Abstract
The method of principal stratification is a unifying framework for modelling cause and effect which is applicable to adjusting for treatment noncompliance in multiple arms of a trial. Baseline covariates which predict compliance with treatment are useful in addressing parameter identification problem associated with principal stratification. Roy, Hogan and Marcus (RHM) (2008) proposed a principal stratification framework in which they used baseline covariates to adjust for imperfect compliance in both arms of a two-active treatments trial. Key to the application of this method is a defining but untestable distributional assumption whose robustness is unknown. The present work uses statistically designed simulation studies in the framework of a clinical trial comparing two active treatments as applied to survival data under both homogeneous and heterogeneous treatment effect assumptions to evaluate the performance of the RHM method in terms of bias and $95\%$ credible intervals. We first apply the standard proportional hazard model to obtain the ITT estimate and evaluate resulting bias if viewed as estimating a causal hazard ratio. We then compare the method's performance in terms of stratum-specific causal relative risk for different specifications of a user-defined spectrum parameter. The results showed no effect of the spectrum parameter on the ITT estimates. The RHM method performed poorly by producing significantly biased efficacy estimates in all strata with wider corresponding $95\%$ credible intervals under heterogeneous treatment effect assumption.
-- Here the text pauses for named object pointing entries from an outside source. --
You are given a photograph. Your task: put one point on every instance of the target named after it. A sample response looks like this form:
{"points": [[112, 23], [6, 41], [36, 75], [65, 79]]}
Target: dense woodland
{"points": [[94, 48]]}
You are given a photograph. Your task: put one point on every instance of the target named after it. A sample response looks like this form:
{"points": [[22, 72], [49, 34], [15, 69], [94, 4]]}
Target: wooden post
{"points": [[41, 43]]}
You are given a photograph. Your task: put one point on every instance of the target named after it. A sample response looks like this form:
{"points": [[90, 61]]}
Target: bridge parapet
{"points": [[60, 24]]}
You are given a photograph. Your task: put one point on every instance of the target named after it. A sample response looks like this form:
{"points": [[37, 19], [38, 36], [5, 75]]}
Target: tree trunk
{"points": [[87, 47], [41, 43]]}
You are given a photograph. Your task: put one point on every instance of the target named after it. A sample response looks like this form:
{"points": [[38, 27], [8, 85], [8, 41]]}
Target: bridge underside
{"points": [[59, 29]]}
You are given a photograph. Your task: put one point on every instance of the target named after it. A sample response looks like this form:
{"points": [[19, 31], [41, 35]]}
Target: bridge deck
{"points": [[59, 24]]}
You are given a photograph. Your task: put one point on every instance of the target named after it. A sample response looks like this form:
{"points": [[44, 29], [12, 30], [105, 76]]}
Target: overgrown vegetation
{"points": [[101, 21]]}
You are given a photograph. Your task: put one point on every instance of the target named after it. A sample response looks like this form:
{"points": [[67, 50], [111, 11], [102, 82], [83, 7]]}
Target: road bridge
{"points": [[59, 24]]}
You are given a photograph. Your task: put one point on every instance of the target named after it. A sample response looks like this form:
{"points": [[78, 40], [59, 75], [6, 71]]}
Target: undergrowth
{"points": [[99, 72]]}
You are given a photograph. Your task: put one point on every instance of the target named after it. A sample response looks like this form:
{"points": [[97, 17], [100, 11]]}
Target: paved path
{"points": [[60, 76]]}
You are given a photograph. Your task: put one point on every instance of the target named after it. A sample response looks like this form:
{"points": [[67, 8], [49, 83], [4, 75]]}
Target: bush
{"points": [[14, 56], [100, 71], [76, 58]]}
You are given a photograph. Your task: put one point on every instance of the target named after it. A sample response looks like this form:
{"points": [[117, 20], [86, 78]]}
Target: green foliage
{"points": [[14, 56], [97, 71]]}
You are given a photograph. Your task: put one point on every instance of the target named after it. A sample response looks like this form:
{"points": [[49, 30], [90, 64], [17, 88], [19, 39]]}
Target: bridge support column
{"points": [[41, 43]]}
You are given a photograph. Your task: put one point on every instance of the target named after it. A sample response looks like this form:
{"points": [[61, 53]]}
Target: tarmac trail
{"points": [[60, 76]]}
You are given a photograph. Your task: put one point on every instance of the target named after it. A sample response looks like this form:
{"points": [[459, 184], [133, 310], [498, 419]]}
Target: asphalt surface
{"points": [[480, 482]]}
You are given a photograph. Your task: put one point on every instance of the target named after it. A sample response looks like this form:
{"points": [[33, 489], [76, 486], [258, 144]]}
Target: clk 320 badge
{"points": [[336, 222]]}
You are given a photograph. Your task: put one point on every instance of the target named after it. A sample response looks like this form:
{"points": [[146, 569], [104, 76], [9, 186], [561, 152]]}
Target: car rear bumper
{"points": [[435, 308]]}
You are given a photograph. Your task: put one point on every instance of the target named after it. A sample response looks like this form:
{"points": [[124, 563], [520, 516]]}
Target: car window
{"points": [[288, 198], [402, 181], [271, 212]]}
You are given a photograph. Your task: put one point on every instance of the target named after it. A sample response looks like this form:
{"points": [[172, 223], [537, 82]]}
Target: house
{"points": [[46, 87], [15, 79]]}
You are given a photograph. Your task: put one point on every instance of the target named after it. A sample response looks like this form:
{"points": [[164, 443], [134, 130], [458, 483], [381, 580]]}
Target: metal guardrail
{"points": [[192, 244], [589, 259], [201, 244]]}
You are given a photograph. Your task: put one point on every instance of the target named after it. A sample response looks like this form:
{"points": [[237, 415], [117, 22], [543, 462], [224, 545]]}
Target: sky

The resulting efficacy estimates varied a lot depending on the value of the unknown (user-defined) spectrum parameter.
Highlights
Estimating causal effects is a primary objective in most medical studies which compare two or more interventions
The mean compliance proportion reduced as φ values increased among those patients likely to comply with one treatment only
While the principal effects of treatment for those patients likely to comply with their respective treatment allocation were smaller than the ITT estimates under the assumption of homogeneous treatment effects, the effects were larger than ITT for the heterogenous case
Summary
Estimating causal effects is a primary objective in most medical studies which compare two or more interventions. This task may be achieved in randomized clinical trials under perfect compliance with treatment assignment. When there is imperfect compliance with allocation to intervention, the ITT produces biased efficacy estimate when the effects of treatment non-compliers mixes with the effects of compliers (White & Pocock, 1996). In-treatment and as-protocol analyses are mostly used to augment ITT estimates while evaluating true treatment effects These post-hoc analyses are devoid of the tenets of randomization and are likely to produce biased estimates due to selective choices arising from the underlying nature/pattern of arm-specific compliance (White, 2005; Little et al, 2009)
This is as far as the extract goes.